The Book of the Dead Man (The Numbers) by Marvin Bell
1. The first part of the poem, called About the Dead Man and the Numbers gives the impression that the poem will be about the logistics of death, rather than the emotional, philosophical side. The first two lines of the poem, "The dead man makes space for himself the way a soccer player moves to the place to be next," links the dead man to the game of soccer, and the next three lines are explaining the flow of a game. How the dead man anticipates the future and is sometimes significant and sometimes irrelevant, and always a step ahead of the current action. Bell then goes on to say that the dead man, or his death, "stroke the embers of a failing thought" and inspire philosophical pondering of life and death. The poet who is doing the questioning asks, and the next six lines of the poem seem to almost be a response from the dead man. They all express a sense of abstraction, "a resonance to wrap one's mind around" except for the very last line which says that "It's what you do facing the guns" which is a mater of fact answer to the question "what it is to live as if one were already dead." It is also the first time where "you" is used this opens a direct line of communication with the reader.
2. In Part two entitled More about the Dead Man and Numbers the very first line draws the reader in with a "we". The next few lines explore the disconnected nature between the dead man and his body and time. It describes his "way of making the ephemeral last," creating long scenes on small moments while all the living in the world are struggling to get a first row seat. This is perhaps a comment on the inevitability of death. The importance of death is further emphisized in the line, "The preacher offering a future world, the historian waxing nostalgic, and the dead man underwriting them is what it takes." Here Bell shows how it is death that motivates the living and questions what it is like to be the dead man "among shifting loyalties?". He concludes that it means living in the remnants of the present, accepting that you are going to die, and "finding space for when it will matter".
This poem is effective because of the parallel structure it creates between the first and second part and the evolution of the poem over the course of these sections from broad and categorical to personal and individual.

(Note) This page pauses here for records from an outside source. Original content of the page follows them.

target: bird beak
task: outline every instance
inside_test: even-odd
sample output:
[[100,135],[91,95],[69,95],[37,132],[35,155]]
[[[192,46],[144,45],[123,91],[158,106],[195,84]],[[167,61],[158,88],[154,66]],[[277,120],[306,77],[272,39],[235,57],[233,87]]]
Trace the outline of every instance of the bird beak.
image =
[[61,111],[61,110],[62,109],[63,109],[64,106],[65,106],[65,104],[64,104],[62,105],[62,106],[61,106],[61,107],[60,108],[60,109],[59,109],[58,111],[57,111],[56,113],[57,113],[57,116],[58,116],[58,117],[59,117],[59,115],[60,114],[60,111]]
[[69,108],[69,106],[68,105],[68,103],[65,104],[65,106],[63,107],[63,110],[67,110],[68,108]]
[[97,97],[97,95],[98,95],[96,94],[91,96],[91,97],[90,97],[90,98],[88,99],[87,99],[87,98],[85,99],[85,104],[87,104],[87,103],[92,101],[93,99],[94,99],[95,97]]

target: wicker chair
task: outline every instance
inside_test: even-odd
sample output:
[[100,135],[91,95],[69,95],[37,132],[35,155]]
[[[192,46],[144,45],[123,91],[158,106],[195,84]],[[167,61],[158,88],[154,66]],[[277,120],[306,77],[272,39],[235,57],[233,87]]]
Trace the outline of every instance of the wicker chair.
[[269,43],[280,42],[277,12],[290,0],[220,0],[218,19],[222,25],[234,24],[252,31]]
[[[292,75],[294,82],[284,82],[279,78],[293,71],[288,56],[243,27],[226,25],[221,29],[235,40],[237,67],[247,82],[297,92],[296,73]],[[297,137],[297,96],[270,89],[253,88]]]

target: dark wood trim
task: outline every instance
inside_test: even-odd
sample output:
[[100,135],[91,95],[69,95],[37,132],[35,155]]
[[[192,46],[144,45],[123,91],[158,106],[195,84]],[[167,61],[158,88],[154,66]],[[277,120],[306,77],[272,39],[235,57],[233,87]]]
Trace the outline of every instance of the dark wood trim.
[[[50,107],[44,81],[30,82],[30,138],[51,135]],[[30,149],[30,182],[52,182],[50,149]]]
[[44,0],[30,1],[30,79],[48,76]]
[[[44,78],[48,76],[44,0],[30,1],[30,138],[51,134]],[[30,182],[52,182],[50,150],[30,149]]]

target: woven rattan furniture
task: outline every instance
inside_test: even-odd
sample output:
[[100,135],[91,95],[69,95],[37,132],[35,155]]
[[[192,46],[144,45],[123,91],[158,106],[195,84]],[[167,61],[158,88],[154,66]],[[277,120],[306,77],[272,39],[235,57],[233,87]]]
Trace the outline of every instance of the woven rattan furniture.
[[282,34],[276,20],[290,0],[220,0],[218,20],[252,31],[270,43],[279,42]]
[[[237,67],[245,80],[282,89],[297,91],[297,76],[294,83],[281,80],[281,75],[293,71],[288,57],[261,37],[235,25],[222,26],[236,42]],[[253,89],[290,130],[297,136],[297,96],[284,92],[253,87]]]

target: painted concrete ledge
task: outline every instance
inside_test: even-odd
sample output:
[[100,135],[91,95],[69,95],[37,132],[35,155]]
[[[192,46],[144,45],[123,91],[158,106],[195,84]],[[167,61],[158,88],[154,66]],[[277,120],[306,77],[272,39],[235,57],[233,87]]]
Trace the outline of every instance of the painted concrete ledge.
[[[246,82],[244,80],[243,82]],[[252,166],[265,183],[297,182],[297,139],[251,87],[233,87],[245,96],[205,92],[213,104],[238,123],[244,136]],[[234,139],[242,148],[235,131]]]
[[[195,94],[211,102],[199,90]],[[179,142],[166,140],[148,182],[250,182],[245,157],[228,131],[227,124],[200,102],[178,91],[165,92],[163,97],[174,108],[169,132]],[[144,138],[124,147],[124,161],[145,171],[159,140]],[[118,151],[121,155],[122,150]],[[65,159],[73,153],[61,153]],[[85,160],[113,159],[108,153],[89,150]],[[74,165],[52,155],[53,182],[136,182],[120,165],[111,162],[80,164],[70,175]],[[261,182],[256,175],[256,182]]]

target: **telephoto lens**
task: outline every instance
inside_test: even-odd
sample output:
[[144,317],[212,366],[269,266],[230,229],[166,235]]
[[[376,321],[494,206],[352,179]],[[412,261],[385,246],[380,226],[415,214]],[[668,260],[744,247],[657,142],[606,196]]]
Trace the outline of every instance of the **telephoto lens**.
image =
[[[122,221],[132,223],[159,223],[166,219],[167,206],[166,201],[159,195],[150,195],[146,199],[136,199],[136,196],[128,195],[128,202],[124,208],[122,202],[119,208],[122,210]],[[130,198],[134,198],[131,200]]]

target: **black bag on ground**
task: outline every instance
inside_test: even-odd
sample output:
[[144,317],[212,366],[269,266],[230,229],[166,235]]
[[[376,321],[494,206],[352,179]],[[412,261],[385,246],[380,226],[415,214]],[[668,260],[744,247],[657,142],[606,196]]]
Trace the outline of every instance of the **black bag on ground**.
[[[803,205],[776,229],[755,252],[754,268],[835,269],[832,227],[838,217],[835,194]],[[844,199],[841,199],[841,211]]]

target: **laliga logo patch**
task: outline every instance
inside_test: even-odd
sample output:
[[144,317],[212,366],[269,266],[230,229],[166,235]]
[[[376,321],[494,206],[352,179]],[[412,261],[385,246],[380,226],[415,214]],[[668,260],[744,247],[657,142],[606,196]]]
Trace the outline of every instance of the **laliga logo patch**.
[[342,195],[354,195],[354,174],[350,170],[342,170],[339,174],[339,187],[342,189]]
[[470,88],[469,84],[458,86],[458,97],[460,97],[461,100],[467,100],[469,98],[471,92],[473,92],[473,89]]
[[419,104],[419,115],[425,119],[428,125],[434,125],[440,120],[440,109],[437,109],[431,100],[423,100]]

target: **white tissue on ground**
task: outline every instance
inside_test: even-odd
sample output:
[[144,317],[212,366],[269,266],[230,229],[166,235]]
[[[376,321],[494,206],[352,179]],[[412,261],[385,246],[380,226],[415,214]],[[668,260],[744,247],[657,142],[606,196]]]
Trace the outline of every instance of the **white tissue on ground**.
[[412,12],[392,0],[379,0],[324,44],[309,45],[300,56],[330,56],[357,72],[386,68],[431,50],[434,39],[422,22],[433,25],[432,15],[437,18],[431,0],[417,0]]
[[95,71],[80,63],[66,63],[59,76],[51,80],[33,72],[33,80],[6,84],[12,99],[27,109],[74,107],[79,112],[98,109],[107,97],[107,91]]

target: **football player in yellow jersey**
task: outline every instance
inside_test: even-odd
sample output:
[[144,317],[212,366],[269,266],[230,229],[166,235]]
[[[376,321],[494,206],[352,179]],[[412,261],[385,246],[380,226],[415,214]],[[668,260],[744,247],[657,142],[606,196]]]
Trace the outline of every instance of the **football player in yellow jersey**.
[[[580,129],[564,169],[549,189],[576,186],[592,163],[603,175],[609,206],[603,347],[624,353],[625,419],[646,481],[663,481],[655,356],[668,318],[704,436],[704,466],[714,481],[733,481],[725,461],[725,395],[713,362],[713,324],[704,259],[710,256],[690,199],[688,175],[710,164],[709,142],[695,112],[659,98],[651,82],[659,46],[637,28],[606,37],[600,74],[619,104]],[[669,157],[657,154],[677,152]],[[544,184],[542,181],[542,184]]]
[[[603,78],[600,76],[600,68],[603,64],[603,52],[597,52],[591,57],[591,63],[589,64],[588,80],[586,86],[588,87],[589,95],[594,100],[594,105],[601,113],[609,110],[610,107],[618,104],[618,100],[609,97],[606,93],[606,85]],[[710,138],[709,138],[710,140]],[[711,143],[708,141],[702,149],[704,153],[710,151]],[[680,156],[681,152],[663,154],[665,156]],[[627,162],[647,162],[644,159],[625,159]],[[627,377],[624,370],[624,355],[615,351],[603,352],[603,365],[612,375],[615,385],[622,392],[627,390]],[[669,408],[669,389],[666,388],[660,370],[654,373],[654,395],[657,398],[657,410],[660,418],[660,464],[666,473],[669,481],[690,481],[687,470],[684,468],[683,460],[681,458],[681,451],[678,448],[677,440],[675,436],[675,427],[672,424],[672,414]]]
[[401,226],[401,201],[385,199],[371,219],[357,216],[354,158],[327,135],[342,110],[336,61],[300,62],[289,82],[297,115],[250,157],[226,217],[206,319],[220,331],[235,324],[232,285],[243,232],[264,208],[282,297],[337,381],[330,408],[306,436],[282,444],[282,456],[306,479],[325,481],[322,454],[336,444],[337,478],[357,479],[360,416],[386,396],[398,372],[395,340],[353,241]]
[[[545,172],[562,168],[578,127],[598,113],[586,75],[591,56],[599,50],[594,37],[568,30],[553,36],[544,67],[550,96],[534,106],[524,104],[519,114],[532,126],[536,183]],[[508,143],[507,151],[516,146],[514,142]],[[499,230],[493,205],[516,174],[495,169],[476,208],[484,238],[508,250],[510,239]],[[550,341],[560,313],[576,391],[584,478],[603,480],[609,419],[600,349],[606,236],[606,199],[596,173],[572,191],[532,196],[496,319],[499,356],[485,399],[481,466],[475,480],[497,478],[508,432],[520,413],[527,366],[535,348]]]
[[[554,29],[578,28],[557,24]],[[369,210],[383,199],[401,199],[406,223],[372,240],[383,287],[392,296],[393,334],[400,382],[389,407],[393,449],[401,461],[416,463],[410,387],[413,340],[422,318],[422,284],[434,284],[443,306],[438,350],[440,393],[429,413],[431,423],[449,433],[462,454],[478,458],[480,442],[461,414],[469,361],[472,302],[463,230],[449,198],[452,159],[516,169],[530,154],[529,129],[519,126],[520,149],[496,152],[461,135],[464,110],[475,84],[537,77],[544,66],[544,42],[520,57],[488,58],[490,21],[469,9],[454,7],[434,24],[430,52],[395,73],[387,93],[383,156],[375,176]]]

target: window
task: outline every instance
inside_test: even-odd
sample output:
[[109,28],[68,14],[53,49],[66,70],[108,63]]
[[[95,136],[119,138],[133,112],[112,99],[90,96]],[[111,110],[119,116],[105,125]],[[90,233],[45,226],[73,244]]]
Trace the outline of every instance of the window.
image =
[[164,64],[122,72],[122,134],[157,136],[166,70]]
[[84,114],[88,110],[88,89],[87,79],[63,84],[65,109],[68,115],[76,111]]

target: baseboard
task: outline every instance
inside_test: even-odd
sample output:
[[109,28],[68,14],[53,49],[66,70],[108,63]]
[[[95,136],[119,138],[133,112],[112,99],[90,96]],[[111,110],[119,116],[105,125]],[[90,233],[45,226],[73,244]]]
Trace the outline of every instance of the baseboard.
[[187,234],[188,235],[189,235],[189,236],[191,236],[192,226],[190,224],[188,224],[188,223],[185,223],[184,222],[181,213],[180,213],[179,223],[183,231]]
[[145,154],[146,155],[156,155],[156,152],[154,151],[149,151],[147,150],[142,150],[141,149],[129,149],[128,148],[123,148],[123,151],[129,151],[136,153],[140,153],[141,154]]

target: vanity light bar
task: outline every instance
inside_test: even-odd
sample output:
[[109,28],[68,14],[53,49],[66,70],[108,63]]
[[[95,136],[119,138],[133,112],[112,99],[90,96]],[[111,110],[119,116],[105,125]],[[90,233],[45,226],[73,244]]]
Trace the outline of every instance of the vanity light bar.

I admire your ambition in taking this on--I find it pretty rough going myself. I like the way you move through the poem line by line, part by part, trying to create/find some sense of linear progression. I do wish you had done a bit more of what you do at the end, where you try to draw some larger conclusions about how the poem works--I would have liked to hear you say more about this movement from broad to personal and about what you see as the parallel movements of the two sections. That being said, good work.